А мы назначаем стрелки на завтра, но не беспокоимся, придёт ли кто на них.
Всё — иншалла. Мы не тревожимся об этом. Всё — иншалла.
Мы вечером идём по городу и со стороны наблюдаем за результатом: интересно, где это тело заночует сегодня? Всё — иншалла. Результат — не от нас. Всё иншалла.
Господи, спасибо Тебе за всё, независимо от того, где мы будем ночевать сегодня. В этом, наверное, очень важный секрет вольных путешествий. Всё — иншалла.
Итак, в последний летний день 2005 года я вновь прибыл в уже известный мне Мазари-Шариф и рассеянно бродил по городу, размышляя о жизни. Вечерний азан привёл меня в мечеть. Это была крупная мечеть, но не центральная, а несколько в стороне. После намаза я расстелил свой спальник, таким образом явно показывая афганскому люду свои намерения.
Народ мои намерения понял, заинтересовался и не был против. Как вдруг в среде людей возник маленький злобный старичок в чалме (настоящий старик-Хоттабыч из сказки). Он ругался, кричал, хватал мой спальник и рюкзак и пытался выпинать эти вещи из святой мечети. Молодёжь с интересом наблюдала за действиями старичка, не высказываясь ни за, ни против.
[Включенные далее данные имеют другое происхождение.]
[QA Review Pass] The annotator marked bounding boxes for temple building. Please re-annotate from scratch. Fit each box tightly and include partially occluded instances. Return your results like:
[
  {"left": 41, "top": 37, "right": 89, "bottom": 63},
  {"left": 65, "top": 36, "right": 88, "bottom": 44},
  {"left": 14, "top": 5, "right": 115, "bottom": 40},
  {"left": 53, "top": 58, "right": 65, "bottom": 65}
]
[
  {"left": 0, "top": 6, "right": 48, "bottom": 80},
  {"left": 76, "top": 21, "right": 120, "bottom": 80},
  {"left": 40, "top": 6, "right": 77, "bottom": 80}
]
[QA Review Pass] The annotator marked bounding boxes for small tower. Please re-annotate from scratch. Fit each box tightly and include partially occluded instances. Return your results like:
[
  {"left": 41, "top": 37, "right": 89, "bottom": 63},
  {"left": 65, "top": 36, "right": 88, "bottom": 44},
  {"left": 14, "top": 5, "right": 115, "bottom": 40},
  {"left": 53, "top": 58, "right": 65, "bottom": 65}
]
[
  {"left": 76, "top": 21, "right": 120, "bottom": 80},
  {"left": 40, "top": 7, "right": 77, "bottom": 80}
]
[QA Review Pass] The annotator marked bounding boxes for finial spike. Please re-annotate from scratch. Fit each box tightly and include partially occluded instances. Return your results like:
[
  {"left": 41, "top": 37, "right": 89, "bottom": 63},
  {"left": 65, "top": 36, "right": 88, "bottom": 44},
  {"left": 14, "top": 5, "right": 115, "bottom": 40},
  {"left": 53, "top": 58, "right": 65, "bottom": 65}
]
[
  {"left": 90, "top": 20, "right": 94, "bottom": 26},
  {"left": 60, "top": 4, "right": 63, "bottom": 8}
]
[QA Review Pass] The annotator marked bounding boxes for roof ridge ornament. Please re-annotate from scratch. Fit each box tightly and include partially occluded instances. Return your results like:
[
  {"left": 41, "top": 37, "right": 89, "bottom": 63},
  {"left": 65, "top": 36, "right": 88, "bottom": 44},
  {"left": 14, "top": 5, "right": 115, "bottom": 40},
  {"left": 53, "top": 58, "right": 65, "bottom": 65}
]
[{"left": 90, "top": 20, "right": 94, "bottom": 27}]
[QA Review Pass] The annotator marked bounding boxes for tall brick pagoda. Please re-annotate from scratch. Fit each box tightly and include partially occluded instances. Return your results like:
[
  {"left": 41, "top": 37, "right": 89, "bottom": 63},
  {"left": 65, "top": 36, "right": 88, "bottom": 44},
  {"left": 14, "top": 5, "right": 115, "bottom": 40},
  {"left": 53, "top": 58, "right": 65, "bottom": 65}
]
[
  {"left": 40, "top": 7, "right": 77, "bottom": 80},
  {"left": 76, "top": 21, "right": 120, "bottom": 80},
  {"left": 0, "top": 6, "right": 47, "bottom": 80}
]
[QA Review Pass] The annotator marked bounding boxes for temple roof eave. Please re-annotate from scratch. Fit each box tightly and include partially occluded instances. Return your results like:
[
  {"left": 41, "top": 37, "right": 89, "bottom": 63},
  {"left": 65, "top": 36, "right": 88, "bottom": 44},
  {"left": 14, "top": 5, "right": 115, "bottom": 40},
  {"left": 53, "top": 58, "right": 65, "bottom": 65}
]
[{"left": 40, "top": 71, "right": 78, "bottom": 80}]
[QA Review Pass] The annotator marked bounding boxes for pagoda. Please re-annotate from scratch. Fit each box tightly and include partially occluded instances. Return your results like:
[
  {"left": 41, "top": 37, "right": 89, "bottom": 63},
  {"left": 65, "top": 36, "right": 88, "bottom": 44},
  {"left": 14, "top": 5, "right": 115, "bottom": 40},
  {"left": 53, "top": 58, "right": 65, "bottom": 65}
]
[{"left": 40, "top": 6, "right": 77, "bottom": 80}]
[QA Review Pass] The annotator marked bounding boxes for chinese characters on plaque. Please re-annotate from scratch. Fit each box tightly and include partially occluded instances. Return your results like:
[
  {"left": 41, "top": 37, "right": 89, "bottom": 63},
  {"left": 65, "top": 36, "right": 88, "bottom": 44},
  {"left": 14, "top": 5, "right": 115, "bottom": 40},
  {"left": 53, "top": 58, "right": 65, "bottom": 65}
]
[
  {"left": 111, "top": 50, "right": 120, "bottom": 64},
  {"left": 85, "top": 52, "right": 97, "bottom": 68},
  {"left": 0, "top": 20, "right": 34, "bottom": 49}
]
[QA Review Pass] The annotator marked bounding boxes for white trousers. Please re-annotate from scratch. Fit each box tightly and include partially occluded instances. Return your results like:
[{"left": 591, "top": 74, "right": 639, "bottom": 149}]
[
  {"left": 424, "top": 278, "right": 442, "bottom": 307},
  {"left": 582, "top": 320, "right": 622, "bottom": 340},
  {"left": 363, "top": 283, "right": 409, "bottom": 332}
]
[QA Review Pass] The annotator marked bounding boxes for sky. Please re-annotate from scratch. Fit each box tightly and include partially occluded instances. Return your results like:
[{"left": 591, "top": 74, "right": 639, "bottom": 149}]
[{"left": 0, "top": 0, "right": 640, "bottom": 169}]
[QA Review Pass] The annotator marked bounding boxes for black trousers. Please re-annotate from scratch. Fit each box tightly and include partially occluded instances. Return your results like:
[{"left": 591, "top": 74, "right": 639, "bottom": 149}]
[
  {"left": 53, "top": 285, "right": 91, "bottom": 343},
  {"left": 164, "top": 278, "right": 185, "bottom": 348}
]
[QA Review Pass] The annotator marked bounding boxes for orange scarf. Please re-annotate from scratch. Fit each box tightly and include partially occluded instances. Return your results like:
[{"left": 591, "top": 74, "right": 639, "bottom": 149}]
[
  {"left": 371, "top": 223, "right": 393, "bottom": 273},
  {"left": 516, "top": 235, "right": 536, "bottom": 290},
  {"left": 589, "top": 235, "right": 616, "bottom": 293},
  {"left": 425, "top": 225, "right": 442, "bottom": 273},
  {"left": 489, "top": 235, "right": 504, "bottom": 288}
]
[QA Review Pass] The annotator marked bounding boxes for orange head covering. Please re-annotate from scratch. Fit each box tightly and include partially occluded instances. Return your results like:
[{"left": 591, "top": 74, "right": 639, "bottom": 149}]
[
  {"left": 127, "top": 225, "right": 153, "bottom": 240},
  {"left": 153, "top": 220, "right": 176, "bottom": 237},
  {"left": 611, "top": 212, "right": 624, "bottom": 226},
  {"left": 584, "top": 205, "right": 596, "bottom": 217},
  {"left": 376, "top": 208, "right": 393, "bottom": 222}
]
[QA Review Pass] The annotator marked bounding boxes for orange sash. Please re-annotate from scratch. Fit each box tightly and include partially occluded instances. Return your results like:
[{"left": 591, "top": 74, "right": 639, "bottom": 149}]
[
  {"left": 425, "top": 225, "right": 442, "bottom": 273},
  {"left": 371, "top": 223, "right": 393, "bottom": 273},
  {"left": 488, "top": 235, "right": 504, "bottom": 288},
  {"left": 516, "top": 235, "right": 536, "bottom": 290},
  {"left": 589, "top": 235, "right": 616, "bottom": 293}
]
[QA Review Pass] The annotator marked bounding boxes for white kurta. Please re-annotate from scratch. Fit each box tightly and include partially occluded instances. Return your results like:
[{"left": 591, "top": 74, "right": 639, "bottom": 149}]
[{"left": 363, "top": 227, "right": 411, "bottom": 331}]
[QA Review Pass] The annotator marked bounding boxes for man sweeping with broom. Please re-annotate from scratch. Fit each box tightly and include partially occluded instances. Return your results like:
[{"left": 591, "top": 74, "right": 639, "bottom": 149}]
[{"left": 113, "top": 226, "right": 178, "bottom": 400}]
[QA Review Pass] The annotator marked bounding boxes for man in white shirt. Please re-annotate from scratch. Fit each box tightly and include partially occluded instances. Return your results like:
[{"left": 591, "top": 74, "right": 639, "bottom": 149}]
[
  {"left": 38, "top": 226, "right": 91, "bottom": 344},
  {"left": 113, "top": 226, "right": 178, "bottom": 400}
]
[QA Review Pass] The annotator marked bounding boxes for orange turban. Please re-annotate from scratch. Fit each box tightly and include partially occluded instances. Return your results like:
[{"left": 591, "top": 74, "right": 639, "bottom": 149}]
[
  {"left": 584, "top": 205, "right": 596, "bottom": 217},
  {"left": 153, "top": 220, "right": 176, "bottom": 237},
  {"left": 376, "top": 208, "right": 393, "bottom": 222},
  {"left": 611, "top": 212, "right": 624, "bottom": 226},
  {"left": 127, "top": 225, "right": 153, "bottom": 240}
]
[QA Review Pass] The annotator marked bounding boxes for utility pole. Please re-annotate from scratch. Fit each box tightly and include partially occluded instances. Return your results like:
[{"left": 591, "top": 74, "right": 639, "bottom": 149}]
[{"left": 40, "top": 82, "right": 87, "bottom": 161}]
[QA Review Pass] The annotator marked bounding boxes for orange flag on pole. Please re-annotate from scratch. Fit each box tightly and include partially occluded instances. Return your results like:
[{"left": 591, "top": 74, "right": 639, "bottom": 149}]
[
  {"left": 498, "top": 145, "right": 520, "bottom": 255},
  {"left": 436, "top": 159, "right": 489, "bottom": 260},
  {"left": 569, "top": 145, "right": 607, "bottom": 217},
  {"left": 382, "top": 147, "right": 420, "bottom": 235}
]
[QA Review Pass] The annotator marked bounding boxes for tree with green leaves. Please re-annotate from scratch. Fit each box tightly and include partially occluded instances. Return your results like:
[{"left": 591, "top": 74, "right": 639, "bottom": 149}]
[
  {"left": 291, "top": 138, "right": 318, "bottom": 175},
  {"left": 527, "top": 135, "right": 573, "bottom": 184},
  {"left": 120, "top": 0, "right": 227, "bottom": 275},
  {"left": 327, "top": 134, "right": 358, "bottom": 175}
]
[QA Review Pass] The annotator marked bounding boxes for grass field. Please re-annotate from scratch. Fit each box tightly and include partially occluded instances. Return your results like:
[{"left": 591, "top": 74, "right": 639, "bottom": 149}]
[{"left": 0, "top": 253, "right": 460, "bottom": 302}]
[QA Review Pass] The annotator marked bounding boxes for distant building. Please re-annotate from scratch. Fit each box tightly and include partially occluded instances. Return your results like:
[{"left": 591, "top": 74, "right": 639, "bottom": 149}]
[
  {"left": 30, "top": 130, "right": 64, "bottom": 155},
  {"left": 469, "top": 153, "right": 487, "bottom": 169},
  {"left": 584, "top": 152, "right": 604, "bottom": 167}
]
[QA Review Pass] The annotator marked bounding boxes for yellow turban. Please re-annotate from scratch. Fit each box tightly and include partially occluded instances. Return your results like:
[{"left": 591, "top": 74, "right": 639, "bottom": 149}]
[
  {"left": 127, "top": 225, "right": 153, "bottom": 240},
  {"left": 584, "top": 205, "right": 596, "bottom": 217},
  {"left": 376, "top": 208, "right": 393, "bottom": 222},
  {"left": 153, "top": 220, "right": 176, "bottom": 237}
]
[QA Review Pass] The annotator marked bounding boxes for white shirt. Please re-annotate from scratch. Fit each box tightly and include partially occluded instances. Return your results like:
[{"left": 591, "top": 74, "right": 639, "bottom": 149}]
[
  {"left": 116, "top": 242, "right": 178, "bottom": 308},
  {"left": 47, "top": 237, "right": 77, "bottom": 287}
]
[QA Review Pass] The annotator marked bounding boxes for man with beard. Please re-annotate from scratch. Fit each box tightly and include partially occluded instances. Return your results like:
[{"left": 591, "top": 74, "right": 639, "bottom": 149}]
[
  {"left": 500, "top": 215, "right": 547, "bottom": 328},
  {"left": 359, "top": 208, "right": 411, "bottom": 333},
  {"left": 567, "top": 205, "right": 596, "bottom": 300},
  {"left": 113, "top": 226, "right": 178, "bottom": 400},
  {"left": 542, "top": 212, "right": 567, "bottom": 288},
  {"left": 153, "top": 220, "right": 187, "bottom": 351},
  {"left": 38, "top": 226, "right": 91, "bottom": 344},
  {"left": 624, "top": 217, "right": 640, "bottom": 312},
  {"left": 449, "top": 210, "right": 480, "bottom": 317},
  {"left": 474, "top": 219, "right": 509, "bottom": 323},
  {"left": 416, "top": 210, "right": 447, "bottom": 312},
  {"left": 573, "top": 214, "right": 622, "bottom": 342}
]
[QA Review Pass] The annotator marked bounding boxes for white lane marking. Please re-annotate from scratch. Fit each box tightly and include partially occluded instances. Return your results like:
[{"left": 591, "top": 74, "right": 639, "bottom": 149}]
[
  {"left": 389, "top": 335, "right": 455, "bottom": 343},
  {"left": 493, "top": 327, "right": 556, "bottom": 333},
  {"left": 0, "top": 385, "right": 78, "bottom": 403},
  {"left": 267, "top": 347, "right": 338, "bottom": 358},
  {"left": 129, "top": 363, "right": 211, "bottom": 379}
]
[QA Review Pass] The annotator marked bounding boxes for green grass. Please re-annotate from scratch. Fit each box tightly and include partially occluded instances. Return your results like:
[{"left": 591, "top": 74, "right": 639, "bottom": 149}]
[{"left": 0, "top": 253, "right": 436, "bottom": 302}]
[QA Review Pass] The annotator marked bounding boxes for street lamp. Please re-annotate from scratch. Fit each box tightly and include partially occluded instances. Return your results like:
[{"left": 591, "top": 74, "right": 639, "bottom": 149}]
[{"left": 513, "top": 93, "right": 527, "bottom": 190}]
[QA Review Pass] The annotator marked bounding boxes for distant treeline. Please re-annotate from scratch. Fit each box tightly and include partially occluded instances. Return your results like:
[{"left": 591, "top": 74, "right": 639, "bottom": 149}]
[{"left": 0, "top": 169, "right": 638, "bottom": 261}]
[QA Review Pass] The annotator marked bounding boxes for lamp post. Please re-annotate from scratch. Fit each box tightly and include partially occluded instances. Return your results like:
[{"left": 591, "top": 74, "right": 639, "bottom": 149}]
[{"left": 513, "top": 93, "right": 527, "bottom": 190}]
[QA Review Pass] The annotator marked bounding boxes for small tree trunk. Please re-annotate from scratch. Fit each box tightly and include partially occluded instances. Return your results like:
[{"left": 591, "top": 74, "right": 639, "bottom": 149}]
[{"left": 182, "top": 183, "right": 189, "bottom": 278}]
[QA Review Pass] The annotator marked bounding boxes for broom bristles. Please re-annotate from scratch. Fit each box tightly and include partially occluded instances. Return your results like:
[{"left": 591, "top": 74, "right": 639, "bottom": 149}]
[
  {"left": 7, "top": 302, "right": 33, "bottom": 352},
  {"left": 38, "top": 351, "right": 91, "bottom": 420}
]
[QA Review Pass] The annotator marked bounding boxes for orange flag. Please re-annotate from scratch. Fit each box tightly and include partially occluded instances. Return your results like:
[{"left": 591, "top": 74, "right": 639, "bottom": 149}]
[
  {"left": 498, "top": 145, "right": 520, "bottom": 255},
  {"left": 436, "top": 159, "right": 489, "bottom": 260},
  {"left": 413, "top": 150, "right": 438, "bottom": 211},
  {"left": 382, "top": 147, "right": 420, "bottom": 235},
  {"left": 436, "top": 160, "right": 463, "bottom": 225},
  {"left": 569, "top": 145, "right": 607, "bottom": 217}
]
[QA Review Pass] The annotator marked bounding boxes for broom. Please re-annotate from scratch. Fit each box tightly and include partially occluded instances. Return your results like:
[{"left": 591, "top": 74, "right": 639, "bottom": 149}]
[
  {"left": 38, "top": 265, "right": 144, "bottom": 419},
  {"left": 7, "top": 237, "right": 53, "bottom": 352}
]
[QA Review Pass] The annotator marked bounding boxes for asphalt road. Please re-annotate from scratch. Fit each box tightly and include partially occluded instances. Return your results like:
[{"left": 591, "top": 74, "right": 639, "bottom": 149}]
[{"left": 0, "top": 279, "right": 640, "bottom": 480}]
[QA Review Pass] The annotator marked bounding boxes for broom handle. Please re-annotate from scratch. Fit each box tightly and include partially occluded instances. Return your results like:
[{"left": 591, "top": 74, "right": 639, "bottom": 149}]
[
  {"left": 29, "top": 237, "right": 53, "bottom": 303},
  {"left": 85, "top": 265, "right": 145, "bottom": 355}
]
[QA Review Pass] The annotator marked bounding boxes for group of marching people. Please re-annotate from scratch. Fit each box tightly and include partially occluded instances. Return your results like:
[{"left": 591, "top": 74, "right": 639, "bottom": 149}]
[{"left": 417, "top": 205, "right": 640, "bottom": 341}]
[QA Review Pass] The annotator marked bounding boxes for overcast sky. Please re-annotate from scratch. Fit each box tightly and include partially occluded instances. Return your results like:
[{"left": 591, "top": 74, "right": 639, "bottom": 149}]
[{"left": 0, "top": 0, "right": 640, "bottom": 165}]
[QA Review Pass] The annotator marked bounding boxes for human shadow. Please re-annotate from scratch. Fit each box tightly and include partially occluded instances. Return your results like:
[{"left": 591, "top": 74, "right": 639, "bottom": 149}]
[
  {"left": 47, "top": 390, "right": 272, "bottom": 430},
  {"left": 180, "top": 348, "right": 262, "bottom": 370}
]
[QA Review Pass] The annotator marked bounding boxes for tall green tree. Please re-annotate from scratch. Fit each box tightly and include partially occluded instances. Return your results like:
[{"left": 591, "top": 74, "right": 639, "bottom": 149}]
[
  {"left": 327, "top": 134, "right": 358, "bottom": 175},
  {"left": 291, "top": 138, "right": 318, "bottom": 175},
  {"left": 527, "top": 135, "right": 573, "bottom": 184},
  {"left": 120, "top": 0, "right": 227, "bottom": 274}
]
Я встал, подошёл к старичку (тот замер, вытянулся и затих), снял с него чалму и нацепил себе на голову.
— А-а-а-а-а!!! — заорал почтенный старичок, нежданно обезглавленный: от большой солидной головы у него остался маленький смешной лысый череп. Схватил с моей головы чалму, еле дотянувшись, дёрнул, чалма упала, покатилась, разматываясь длинным бинтом метров на восемь, а то и больше. Лысый старичок помчался за быстро уменьшающимся клубком чалмы и исчез. Больше не приставал: берёг чалму.
После пятой, ночной, молитвы, среди прихожан обнаружился англоговорящий человек. Он подробно выяснил мою сущность, а молодые ребята (студенты медресе при мечети) принесли мне ужин и спрятали рюкзак в каптёрку, подальше от мифических воров, которые (как они объяснили) орудуют повсюду, даже по ночам в мечетях!
1 сентября, четверг. Неожиданная встреча
Наутро, после утреннего намаза, завсегдатаи дома Божьего перевели меня в маленькую комнатку на втором этаже, где я и досыпал под гудение вентиляторов и бормотание афганцев, перебирающих чётки. Как только я окончательно проснулся, все принялись меня кормить — притащили чай, лепёшки и превосходный виноград без косточек. Не очень скоро я от них ушёл и перебрался на почтамт, где сидел и ждал — не появится ли ещё кто-либо.